We propose a news recommendation approach based on articles similarity and person co-occurencies found in the same articles. The potential business profit is in article by article reading. It helps to increase user active time at service.
Direct benefit - more time - more advertisment for example.
We store dataset in data folder. Dataset creating, entity linking system and graph building, recommendation algorithm implementation can be found in ria_dataset.ipynb and social_network_project.ipynb respectively.
Contributors:
- Artem Aroslankin
- Polina Smolnikova
Ria News dataset contains last news from several categories:
- politics
- economy
- science
- culture
- incidents
Entity Linking system with DeepPavlov
Entity Linking component performs the following steps:
-
the substring, detected with NER (Russian), is fed to TfidfVectorizer and the resulting sparse vector is converted to dense one
-
Faiss library is used to find k nearest neighbours for tf-idf vector in the matrix where rows correspond to tf-idf vectors of words in entity titles
-
entities are ranked by number of relations in Wikidata (number of outgoing edges of nodes in the knowledge graph)
-
BERT (Russian) is used for entities ranking by entity description and by sentence that mentions the entity
Out recommendation scenario is complementary type: for an article suggest list of complementary articles.

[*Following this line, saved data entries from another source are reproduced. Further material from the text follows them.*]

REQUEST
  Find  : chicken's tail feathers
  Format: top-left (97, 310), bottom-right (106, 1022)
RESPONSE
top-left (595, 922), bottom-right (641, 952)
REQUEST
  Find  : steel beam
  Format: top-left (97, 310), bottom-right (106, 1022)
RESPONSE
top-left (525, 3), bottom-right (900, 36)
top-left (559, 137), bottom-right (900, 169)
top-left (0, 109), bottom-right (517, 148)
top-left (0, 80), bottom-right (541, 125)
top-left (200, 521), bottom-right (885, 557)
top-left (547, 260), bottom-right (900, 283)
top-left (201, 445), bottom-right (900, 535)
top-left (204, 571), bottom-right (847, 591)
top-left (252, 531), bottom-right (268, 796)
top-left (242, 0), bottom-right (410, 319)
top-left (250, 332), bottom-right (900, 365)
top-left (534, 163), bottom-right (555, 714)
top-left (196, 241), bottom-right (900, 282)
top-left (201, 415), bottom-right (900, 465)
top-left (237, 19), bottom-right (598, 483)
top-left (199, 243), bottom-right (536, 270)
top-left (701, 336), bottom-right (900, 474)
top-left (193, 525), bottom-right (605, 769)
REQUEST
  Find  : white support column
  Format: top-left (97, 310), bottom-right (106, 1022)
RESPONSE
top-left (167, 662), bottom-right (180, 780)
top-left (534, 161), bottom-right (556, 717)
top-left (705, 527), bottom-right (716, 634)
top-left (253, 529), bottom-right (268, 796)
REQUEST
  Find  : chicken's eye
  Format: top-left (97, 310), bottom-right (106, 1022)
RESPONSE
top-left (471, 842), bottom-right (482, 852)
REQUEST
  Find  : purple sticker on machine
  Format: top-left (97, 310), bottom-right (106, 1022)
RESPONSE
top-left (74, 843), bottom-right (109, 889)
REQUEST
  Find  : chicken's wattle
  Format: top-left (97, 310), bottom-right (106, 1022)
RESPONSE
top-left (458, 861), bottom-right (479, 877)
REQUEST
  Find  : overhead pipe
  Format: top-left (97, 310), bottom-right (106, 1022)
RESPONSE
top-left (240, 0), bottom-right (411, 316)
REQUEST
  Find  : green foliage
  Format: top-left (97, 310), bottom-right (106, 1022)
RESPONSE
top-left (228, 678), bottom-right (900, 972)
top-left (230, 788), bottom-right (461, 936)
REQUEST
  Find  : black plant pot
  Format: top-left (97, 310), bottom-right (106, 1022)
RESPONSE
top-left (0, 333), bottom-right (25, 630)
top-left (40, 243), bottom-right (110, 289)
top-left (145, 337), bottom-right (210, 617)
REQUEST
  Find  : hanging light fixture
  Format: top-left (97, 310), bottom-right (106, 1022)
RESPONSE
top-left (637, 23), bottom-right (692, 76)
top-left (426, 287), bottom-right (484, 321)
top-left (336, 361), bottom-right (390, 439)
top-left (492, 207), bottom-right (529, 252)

Generally, algorithm consists of two parts:
- Find TopK similar articles.
- Reranking articles from 1. with information about article importance.
Firstly, articles are preprocessed:
- Removal of 1 offer with information about the date and place of the event
- Deleting a sentence with information that is not related to the news (for example, "only selected quotes in our telegram channel")
- Downcast
- Remove punctuation marks
- Tokenization, stopword removal and lemmatization
- Delete words less than 3 characters long
Next step, Word2Vec model is used for articles encoding and Word Mover’s Distance as a subfunction of similarity measure. And as a final list, topK by similarity measure is taken as a first level of recommendation list.

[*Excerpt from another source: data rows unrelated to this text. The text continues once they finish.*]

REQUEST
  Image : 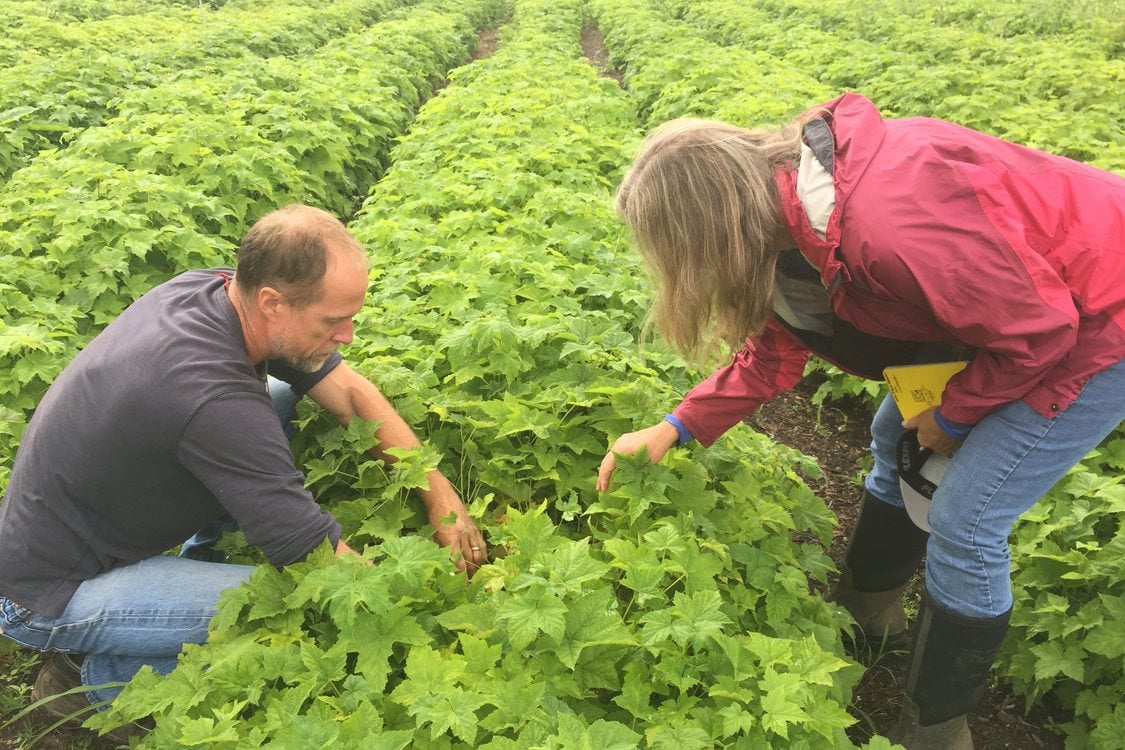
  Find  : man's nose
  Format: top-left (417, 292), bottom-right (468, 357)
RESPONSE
top-left (332, 320), bottom-right (354, 344)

At this step, topK list of related articles is available. How to predict which articles are significant to read, and which are not?
Our own proposed algorithm is the following:
- Build the graph containing person co-occurencies in articles.
- Normalize weights.
- Compute PageRank scores for each vertex.

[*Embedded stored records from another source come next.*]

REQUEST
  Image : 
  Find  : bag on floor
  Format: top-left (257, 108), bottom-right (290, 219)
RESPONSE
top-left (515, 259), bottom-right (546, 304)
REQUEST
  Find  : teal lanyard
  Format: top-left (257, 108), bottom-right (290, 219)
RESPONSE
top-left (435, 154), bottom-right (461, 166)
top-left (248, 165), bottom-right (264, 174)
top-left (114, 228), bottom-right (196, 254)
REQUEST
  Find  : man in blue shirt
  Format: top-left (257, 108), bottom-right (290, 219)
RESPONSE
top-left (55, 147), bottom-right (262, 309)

- Compute importance score for each article by sum of PR scores of any person mentioned in the article.
- Rerank TopK list by importance score.
Examples:
- Local politics news Article currently opened - 'Депутат госдумы обязан присутствовать во время пленарных заседаний палаты...' Top from suggestion list - 'Президент России Владимир Путин представил нового главу мчс Александра Куренкова...'
- Space news Article currently opened - 'Александр скворцов на счету которого три космических полета уходит из российского отряда космонавтов...' Top from suggestion list - 'Капсула космического корабля crew dragon с экипажем из четырех человек приводнилась в атлантическом океане...'
There are no open-source real user's eventstreams related to news products (No real answers for algorithm to check). The way of quality assurance is expert assessment (human eye). Algorithm of assessment:
- Find the most interesting article to start with.
- Take 3 articles from top of list of recommendations.
- Use MAP@3 to evualute.
The result is ambigous, one person collected high values, while another one has extremely low results.
Another algorithm of assessment is about article by article scrolling.
- Take 10 interested articles.
- If interesting in top3. use next.
- Repeat until no interesting in top3.
- Count how many articles were scrolled.
Here, we have in average about 8 articles length of session. It is a great baseline to start with.